Vulnerability is the key to understanding overall climate risk. Until the 2012 publication of the IPCC report Managing the Risks of Extreme Events and Disasters to Advance Climate Change Adaptation,31 vulnerability was understood to be the outcome of the interplay of climate hazards, the sensitivity to suffer harm as a consequence of these hazards, and the system’s capacity to adapt to the impacts. This has since been built upon by a risk-based approach now adopted by the climate change community which considers socioeconomic and biophysical aspects, too.

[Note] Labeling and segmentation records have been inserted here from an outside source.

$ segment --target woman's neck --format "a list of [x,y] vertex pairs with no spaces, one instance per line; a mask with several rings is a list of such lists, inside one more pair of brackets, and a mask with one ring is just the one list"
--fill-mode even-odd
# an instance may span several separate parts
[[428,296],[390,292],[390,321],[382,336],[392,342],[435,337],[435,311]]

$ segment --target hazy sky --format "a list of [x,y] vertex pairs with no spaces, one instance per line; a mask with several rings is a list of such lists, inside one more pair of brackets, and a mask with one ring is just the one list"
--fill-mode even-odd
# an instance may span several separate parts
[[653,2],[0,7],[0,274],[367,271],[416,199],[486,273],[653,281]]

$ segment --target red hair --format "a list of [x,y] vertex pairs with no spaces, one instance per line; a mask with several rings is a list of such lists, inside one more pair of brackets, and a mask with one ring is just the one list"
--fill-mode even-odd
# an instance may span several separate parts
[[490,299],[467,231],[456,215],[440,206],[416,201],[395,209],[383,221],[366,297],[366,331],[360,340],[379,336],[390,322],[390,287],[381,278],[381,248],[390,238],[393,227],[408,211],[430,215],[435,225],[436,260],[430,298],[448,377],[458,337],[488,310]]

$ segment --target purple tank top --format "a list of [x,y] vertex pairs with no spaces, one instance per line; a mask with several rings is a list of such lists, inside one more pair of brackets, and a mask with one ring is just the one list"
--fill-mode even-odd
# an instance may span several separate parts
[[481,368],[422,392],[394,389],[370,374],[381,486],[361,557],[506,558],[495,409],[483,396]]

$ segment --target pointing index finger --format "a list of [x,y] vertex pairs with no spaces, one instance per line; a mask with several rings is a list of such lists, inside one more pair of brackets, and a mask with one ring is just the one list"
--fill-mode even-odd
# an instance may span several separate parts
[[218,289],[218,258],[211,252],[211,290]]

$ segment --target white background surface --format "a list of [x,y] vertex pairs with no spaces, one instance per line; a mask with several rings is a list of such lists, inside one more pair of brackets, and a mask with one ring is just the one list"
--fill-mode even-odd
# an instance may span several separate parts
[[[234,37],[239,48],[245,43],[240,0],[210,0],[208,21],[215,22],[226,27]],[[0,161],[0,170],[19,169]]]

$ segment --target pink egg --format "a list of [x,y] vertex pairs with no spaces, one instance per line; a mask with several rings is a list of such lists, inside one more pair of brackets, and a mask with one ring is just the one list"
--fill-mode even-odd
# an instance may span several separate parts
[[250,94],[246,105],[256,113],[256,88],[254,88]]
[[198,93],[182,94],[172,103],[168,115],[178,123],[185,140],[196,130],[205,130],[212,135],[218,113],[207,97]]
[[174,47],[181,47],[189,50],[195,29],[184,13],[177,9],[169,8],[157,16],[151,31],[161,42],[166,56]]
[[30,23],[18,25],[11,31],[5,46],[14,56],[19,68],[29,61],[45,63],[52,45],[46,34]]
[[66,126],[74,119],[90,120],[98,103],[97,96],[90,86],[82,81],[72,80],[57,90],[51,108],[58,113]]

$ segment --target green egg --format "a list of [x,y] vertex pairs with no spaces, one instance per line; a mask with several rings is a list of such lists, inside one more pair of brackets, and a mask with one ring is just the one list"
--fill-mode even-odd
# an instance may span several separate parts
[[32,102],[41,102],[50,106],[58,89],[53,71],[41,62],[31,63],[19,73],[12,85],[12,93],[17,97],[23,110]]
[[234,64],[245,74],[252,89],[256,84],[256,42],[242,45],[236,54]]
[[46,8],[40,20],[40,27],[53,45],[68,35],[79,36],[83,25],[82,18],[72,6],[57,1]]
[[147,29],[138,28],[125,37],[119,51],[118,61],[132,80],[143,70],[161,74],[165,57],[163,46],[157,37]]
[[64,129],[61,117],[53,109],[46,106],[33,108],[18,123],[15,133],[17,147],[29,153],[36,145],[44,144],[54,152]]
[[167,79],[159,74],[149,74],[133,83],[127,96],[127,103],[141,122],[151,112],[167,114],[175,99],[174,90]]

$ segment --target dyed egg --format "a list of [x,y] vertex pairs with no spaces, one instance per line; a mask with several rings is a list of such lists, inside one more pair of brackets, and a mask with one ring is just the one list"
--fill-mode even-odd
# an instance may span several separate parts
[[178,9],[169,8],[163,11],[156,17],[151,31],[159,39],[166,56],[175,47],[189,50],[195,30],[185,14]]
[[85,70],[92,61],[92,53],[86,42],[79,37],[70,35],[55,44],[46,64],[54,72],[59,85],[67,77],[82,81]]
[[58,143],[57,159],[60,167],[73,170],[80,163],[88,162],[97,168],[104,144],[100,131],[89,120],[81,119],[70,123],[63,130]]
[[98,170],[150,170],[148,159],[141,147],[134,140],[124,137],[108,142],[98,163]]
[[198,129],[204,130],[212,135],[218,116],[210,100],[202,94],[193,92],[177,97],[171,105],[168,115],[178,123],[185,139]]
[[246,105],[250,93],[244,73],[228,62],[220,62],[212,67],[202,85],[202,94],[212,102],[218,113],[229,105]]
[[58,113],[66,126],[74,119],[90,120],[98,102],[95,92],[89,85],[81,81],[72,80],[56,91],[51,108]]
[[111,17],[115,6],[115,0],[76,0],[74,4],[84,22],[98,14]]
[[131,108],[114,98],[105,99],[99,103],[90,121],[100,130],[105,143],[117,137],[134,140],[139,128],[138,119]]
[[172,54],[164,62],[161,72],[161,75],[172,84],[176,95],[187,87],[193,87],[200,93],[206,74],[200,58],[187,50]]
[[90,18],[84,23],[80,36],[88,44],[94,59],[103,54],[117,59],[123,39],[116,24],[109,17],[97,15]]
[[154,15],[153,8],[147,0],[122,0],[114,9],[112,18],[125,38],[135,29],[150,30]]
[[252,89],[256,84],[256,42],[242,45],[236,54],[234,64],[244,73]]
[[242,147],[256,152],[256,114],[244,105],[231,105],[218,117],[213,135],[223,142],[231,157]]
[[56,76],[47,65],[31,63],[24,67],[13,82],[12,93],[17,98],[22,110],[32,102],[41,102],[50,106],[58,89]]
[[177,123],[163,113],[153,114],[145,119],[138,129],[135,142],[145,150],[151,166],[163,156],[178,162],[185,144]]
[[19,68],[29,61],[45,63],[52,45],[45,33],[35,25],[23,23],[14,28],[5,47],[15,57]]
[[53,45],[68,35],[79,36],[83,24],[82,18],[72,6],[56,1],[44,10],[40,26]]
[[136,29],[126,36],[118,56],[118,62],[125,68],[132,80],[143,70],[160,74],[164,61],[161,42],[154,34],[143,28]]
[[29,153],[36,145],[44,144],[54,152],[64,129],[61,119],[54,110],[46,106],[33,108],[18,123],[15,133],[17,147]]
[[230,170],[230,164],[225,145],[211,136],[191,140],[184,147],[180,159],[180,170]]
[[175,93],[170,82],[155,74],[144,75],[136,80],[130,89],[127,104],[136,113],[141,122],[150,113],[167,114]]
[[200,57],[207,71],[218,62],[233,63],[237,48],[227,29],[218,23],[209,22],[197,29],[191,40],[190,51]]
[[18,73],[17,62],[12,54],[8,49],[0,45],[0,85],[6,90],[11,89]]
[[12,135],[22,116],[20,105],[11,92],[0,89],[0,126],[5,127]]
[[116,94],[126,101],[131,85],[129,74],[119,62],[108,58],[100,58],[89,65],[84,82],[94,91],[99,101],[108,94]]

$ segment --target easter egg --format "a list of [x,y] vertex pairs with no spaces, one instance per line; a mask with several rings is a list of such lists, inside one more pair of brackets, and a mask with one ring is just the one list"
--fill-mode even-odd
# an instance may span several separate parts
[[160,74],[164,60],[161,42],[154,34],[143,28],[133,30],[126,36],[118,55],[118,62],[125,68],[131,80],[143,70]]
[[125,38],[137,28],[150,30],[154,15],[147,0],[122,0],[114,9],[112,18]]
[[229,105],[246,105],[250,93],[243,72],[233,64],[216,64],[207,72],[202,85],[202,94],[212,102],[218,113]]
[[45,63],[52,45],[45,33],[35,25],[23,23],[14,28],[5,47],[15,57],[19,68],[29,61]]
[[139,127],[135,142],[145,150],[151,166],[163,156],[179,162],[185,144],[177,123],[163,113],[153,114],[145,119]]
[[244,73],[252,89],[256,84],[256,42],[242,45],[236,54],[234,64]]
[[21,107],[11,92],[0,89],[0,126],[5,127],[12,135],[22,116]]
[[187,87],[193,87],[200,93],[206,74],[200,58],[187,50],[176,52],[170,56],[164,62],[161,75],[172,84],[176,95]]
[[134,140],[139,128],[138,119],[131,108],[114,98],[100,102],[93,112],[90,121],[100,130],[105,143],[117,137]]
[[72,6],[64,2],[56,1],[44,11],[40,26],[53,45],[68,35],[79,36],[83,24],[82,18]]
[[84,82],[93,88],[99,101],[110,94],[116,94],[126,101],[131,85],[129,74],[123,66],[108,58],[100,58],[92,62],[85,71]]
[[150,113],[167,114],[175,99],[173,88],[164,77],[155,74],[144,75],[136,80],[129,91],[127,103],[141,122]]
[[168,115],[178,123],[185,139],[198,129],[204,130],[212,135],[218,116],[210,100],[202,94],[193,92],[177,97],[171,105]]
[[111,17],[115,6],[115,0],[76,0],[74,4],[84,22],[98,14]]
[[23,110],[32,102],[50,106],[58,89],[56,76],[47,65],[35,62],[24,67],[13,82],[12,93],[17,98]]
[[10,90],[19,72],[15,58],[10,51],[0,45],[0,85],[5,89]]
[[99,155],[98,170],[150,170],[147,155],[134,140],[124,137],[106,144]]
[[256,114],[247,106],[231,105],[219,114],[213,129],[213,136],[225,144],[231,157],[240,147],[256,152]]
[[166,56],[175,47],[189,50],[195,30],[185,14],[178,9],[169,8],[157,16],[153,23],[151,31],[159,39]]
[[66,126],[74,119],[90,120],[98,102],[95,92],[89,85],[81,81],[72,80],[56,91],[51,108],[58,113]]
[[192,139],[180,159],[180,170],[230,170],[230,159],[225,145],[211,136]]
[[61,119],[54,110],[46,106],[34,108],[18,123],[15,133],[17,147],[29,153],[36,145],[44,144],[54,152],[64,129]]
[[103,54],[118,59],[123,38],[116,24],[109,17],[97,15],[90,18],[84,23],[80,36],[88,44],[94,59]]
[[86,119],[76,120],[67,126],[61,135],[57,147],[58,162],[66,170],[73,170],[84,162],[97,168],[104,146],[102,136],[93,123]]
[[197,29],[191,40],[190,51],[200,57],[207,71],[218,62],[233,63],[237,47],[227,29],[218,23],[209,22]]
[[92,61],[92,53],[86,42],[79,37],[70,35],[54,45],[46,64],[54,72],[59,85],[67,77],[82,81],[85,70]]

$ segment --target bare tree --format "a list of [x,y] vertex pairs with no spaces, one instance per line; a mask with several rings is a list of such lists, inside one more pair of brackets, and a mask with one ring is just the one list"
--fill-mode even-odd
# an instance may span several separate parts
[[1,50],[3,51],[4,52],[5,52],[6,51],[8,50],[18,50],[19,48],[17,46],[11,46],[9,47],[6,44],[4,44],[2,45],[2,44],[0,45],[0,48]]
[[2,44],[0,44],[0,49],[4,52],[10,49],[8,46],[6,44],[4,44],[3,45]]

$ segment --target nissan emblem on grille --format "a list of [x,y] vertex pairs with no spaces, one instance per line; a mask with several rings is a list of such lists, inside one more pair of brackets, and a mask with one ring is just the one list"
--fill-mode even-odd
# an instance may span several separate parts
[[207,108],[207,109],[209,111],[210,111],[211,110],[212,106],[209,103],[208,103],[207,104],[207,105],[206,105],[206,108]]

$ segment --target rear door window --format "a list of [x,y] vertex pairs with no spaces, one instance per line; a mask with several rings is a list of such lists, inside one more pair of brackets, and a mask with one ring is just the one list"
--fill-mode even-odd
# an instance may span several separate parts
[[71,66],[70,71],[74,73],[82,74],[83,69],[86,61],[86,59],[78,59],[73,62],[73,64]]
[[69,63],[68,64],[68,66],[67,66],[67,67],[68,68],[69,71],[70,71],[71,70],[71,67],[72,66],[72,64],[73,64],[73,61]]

While reducing climate-related hazards by limiting warming to 1.5 °C remains the number one goal, it is ultimately people’s exposure to those hazards and their vulnerability to them that needs to be reduced. The IPCC now defines vulnerability as ‘the propensity or predisposition to be adversely affected. Vulnerability encompasses a variety of concepts and elements including sensitivity or susceptibility to harm and lack of capacity to cope and adapt.’32
If vulnerability refers to people’s exposure to harm and their capacity to cope and adjust, then the solution lies in reducing that vulnerability through adaptation and resilience. And there are hierarchies of vulnerability within vulnerable countries, too. As Jens Wandel, UNOPS Acting Executive Director, writes in Inclusive Infrastructure for Climate Action:
Infrastructure can be – and often is – blind to the needs of its users, whether it is women, people with disabilities, older people, or other marginalized groups. The climate crisis further exposes the existing infrastructure inequalities, exposing already vulnerable groups further to climate risks. For example, in developing countries, women are more at risk of suffering or dying than men, due to limited access to information, lack of physical and sexual safety in public shelters, and limits to mobility. In sub-Saharan Africa, children living in rural areas are more at risk of diarrhoea, as changing weather patterns intensify the transmission of infectious diseases in areas with inadequate water and sanitation systems. This needs to change.33
To be truly inclusive, argues Wandle, the design and implementation of climate adaptation – and relocation, if needed – should take into account the diverse needs of everyone, especially the most marginalized: ‘When infrastructure is inclusive, it empowers all people to have a good quality of life, fully participate in society and be more resilient to climate change impacts.’34 Shivani Gupta, Technical Advisor for Inclusion, Christian Blind Mission (CBM), also shares her experiences in the same UNOPS report: ‘I have some friends and colleagues with disabilities who were stranded during disasters such as floods, when there was no electrical supply. Since they were using electrical wheelchairs, they were completely immobile during the disaster.’35 Marginalised demographic groups may also lack adequate information about climate change and disaster preparedness because of social exclusion and may face discrimination at emergency shelters or during relief aid distribution.36
Initiatives such as Cities 4 Women, a four-year project between UNOPS and the European Union, point to a way forward. It aims to develop public spaces that are more responsive to both the needs of women and a changing climate. In Sunwal, Nepal, Mayor Bimala Aryal says that she sees ‘Cities 4 Women as a solution, addressing the challenge of gender-inclusive public spaces and generating a proof of concept that will increase public demand for such spaces.’ Cities in Nepal – and in many vulnerable countries – are growing rapidly, with a significant portion of the population moving to urban areas in search of better opportunities. Against the backdrop of rapid urbanisation and growing climate vulnerability, public spaces and urban services can play a crucial role, opening up opportunities for women to work, socialise, and access education and essential services. ‘Gender sensitivity and climate resilience will be the two lenses through which municipal plans will be reviewed and improved,’ said Deependra Nath Sharma, UNOPS Programme Management Advisor in Nepal. The lessons learned will be mainstreamed into a national strategy ‘for country-wide replication,’ she says.37 Vulnerable countries may be the most acutely affected by climate change – but they are also leading the charge in the battle against it.